How do you respond to “Pickers”?

In an earlier post, Plastic Pickers, I allowed emotional reactions to color my view of the work being done by “pickers”. Another article surfaced on e-Waste Pickers from NPR, describing the work, working conditions and need for e-Wast Pickers in West Africa. There is an entirely different moral / ethical discussion embedded here on waste production, disposal and the consumption life we all live … but not here, today.

While reading the article initially, I again wanted to howl against the inhumanity and injustice of other humans doing this activity. When I prepped my voice to howl, I found myself mired in conflict – there really wasn’t a simple answer – no howl would be heard. The Picker life highlighted my biased thinking and created an emotional conflict that cannot be easily resolved.

The NPR author tried to explain that this work (and the money) is critical to a sector of the local population,

Many of the pickers are climate migrants from an area of Ghana known as the “Upper East,” says project co-author Chasant, where warming temperatures are upending traditional farming practices. “This area has the highest unemployment rate among young people,” he says. They come to e-waste sites to earn money during the dry season, Chasant says, which they bring back to the Upper East. “There’s a whole generation of young people that are building their society from e-waste work.

NPR https://www.npr.org/sections/goats-and-soda/2024/10/05/g-s1-6411/electronics-public-health-waste-ghana-phones-computers

While this fact is important and I understood the position, initially I couldn’t justify asking other humans to do such dangerous and what I thought de-humanizing work. There was my mental bias – this work was inhumane, unnecessary and certainly overly dangerous to ask another human to perform. True, but the waste is there now, and these people are starving to death.

How to reconcile that moral wrong with the need to generate a salary and pay to live? That’s the conflict. While it would be easy and immature to simply state – stop the waste and this work doesn’t exist. That’s not an immediately actionable response within my control – surely results would NOT be anywhere near immediate.

It’s too late to design out waste and not have this problem today (maybe tomorrow’s future) – we have the waste, we have the problem. How to respond – emotionally and behaviorally?

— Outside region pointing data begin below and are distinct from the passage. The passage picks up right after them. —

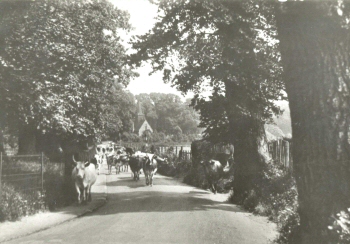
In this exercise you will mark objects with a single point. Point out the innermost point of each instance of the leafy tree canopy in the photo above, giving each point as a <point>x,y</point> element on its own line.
<point>59,63</point>
<point>226,46</point>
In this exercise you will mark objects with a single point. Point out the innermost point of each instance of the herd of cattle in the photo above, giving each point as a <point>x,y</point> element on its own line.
<point>84,174</point>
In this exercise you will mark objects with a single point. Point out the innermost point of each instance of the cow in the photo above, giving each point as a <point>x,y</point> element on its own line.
<point>83,176</point>
<point>214,171</point>
<point>124,161</point>
<point>150,168</point>
<point>129,151</point>
<point>97,161</point>
<point>136,164</point>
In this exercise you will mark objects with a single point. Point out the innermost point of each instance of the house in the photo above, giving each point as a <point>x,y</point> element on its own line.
<point>141,125</point>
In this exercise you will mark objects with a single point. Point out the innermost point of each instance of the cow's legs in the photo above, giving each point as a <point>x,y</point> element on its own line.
<point>78,191</point>
<point>151,179</point>
<point>89,194</point>
<point>84,194</point>
<point>147,180</point>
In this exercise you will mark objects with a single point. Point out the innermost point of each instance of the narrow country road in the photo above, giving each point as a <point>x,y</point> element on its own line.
<point>168,212</point>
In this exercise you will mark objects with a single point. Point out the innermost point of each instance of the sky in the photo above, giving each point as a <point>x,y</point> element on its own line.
<point>142,18</point>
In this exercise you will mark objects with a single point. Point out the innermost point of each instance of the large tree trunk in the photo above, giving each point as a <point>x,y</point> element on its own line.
<point>27,140</point>
<point>250,144</point>
<point>315,52</point>
<point>251,156</point>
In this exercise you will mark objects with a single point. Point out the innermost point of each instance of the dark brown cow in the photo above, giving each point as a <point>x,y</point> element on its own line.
<point>150,168</point>
<point>214,171</point>
<point>83,176</point>
<point>136,164</point>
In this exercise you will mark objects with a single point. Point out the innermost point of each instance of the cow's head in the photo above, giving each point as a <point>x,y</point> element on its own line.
<point>80,166</point>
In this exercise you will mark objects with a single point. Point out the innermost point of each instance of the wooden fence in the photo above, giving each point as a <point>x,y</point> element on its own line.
<point>26,172</point>
<point>281,152</point>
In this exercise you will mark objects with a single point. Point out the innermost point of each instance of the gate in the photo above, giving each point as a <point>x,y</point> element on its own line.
<point>24,172</point>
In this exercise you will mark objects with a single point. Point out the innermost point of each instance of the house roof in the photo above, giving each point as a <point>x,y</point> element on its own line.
<point>273,132</point>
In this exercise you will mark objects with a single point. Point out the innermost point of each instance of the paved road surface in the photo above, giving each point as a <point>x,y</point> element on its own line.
<point>168,212</point>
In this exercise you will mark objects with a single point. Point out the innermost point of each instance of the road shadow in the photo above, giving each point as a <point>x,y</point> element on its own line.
<point>160,201</point>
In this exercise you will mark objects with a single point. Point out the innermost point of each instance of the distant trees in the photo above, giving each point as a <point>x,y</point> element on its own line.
<point>166,112</point>
<point>228,47</point>
<point>59,62</point>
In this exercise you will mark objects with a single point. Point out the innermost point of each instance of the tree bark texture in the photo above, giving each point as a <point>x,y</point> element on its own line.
<point>250,146</point>
<point>315,57</point>
<point>27,140</point>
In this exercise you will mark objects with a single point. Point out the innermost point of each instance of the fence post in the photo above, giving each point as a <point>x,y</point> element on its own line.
<point>287,155</point>
<point>0,176</point>
<point>42,173</point>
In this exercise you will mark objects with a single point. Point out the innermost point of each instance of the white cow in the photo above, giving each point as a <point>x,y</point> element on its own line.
<point>83,176</point>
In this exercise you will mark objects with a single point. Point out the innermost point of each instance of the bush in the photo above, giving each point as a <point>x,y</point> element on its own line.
<point>276,196</point>
<point>16,204</point>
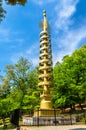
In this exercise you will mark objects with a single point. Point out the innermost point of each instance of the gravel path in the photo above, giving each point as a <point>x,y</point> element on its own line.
<point>69,127</point>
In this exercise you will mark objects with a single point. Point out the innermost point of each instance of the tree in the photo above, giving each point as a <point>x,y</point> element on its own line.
<point>9,2</point>
<point>23,83</point>
<point>70,79</point>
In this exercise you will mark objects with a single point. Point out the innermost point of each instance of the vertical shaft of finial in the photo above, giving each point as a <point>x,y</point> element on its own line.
<point>45,22</point>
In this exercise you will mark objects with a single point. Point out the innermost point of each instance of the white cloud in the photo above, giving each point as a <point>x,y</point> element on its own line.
<point>64,10</point>
<point>66,39</point>
<point>42,2</point>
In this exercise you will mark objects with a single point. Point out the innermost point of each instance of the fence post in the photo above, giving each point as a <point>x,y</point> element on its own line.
<point>38,118</point>
<point>70,118</point>
<point>55,116</point>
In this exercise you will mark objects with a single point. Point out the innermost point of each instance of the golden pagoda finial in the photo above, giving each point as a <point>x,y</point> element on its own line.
<point>44,23</point>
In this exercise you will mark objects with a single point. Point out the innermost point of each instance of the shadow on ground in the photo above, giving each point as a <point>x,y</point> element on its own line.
<point>78,129</point>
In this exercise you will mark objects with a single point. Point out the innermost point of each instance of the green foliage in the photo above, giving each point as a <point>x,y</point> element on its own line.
<point>70,79</point>
<point>18,88</point>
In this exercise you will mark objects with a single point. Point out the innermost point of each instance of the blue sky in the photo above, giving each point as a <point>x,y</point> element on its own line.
<point>20,31</point>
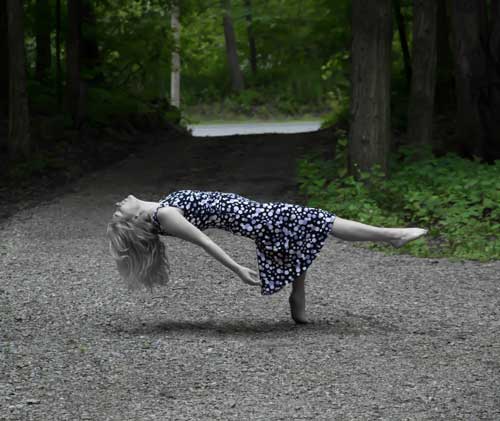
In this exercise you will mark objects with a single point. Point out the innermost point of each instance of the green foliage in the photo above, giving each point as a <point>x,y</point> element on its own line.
<point>457,199</point>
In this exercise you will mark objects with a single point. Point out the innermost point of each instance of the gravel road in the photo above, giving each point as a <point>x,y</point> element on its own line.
<point>393,337</point>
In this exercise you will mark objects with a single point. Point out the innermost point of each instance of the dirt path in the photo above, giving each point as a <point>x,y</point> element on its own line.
<point>394,337</point>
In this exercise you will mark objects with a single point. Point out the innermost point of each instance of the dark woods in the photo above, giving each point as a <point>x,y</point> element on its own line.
<point>450,49</point>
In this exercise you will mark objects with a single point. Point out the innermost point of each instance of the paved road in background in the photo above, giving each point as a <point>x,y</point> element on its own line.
<point>229,129</point>
<point>393,337</point>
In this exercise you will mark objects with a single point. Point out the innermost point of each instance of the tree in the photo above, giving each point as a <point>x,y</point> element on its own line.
<point>19,140</point>
<point>251,39</point>
<point>445,86</point>
<point>74,85</point>
<point>42,35</point>
<point>175,73</point>
<point>370,131</point>
<point>58,55</point>
<point>237,83</point>
<point>403,40</point>
<point>423,83</point>
<point>4,52</point>
<point>477,70</point>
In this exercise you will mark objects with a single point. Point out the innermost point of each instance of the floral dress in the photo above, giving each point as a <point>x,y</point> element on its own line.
<point>288,237</point>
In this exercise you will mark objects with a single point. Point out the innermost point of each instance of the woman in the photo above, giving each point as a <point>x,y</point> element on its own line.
<point>288,237</point>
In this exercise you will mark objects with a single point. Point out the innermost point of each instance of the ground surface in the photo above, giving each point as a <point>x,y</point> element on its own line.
<point>393,338</point>
<point>254,128</point>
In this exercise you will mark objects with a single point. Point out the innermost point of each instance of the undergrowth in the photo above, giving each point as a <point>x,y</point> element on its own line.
<point>458,200</point>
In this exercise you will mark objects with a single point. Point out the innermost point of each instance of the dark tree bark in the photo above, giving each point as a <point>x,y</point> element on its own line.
<point>237,82</point>
<point>90,50</point>
<point>58,55</point>
<point>423,83</point>
<point>403,40</point>
<point>74,85</point>
<point>19,140</point>
<point>251,38</point>
<point>4,69</point>
<point>445,85</point>
<point>370,131</point>
<point>477,81</point>
<point>42,35</point>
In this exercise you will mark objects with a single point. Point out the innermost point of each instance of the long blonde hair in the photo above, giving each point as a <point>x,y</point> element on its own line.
<point>138,251</point>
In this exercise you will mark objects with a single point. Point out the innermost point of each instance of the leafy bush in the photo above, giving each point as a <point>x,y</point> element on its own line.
<point>457,199</point>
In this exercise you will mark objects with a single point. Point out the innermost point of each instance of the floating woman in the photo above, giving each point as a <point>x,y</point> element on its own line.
<point>288,238</point>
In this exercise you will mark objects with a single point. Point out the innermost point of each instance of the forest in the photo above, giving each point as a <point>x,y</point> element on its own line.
<point>410,91</point>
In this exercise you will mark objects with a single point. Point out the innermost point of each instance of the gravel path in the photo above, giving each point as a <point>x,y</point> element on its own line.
<point>393,338</point>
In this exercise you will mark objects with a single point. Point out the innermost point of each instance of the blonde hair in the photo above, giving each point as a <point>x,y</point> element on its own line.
<point>138,251</point>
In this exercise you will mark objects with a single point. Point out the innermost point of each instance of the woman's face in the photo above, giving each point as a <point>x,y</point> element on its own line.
<point>128,207</point>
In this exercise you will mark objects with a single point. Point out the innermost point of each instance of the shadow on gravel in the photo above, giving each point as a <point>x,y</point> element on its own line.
<point>350,325</point>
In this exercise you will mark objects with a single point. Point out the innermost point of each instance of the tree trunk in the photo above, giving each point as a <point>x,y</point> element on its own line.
<point>423,83</point>
<point>90,59</point>
<point>489,105</point>
<point>370,131</point>
<point>175,72</point>
<point>42,35</point>
<point>4,70</point>
<point>445,86</point>
<point>58,56</point>
<point>251,39</point>
<point>477,81</point>
<point>19,140</point>
<point>403,40</point>
<point>237,83</point>
<point>74,84</point>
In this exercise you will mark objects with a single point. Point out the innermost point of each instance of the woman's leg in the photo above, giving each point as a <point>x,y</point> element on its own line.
<point>356,231</point>
<point>297,299</point>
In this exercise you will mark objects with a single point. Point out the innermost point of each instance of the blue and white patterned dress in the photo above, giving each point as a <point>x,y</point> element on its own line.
<point>288,237</point>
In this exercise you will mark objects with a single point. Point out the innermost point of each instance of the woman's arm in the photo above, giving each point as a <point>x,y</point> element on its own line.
<point>175,224</point>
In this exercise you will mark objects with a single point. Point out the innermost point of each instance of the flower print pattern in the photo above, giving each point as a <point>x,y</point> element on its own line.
<point>288,237</point>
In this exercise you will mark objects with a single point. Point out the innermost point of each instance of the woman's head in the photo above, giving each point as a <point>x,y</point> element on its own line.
<point>135,244</point>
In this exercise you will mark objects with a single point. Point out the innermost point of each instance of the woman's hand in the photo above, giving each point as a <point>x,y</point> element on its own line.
<point>249,276</point>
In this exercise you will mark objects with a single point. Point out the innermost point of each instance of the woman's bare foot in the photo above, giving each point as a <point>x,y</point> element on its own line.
<point>404,235</point>
<point>298,308</point>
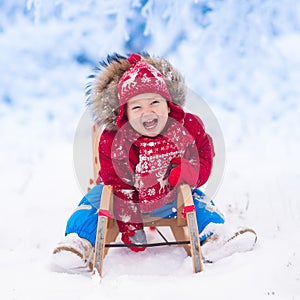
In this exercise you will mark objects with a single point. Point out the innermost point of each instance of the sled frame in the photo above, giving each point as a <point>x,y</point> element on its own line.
<point>184,227</point>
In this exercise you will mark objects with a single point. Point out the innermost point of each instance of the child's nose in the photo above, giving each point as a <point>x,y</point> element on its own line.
<point>147,111</point>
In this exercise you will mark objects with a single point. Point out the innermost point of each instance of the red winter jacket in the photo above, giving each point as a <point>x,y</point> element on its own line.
<point>137,167</point>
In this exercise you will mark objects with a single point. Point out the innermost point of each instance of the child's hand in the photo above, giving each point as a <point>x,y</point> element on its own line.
<point>183,172</point>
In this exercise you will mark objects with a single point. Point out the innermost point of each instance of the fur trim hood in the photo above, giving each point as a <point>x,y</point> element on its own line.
<point>102,90</point>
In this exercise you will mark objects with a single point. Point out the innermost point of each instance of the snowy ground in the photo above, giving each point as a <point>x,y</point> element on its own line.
<point>40,108</point>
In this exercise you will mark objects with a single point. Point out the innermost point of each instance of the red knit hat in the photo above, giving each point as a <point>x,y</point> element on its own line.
<point>141,78</point>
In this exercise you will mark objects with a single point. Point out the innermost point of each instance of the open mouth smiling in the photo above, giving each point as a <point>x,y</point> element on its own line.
<point>150,124</point>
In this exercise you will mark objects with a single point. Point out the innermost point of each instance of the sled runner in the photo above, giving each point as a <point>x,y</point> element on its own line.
<point>184,227</point>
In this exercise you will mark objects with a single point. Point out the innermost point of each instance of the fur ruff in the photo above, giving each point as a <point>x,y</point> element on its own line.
<point>101,91</point>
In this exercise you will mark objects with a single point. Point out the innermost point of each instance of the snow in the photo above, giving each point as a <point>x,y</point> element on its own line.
<point>242,57</point>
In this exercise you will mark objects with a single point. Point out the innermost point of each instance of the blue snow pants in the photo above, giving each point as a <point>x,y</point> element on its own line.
<point>84,219</point>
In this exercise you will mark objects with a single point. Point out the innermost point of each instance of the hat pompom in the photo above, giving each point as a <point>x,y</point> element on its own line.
<point>134,58</point>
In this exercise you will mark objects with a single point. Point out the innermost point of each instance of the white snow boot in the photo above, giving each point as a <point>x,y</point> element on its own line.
<point>219,246</point>
<point>73,254</point>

This conflict – an observable inhumane situation that is immoral and a livelihood necessity that this immoral work answers – hits me wrong both as a citizen of earth and a human being. I want a moral resolution out of this conflict. My immediate behavioral changes will continue limiting my negative footprints on the earth (across all waste producing activities) and sharing observations and science about waste and what we can each (and all) do to make a positive impact. I can only do what I can to improve the situation – and carefully monitor my bias.